The judge also mocked the government's contention that it would be burdensome to comply with any court order that requires the NSA to remove the plaintiffs from its database.
"Of course, the public has no interest in saving the government from the burdens of complying with the Constitution!" he wrote. As for the government's complaint that other successful requests "could ultimately have a degrading effect on the utility of the program," he said, "I will leave it to other judges to decide how to handle any future litigation in their courts."
'Opening salvo'
Stephen Vladeck, a national security law expert at the American University law school, said Leon is the first judge to say he has serious constitutional concerns about the program.
"This is the opening salvo in a very long story, but it's important symbolically in dispelling the invincibility of the metadata program," he added.
Vladeck said 15 judges on the Foreign Intelligence Surveillance Court have examined Section 215 of the Patriot Act, the provision of law under which the data collection takes place, without finding constitutional problems. "There's a disconnect between the 15 judges on the FISA court who seem to think it's a no-brainer that Section 215 is constitutional, and Judge Leon, who seems to think otherwise."
Vladeck said there is a long road of court tests ahead for both sides in this dispute and that a higher court could ultimately avoid ruling on the big constitutional issue identified by Leon. "There are five or six different issues in these cases," Vladeck said.
Robert F. Turner, a professor at the University of Virginia's Center for National Security Law, said searching the databases involved in the National Security Agency case is similar to searching motor vehicle records or FBI fingerprint files.
The judge's decision is highly likely to be reversed on appeal, Turner said.

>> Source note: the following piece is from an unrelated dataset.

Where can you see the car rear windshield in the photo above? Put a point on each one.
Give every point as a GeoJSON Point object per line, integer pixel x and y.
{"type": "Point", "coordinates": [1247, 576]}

He said the collection of telephone metadata — the issue in Monday's ruling — has already been addressed and resolved by the Supreme Court. Turner said law enforcement officials routinely obtain telephone bills that include the numbers dialed without the use of a warrant.
"The odds that an American will have their phone metadata examined by law enforcement officials are about 1,000-times greater than by the National Security Agency," Turner said.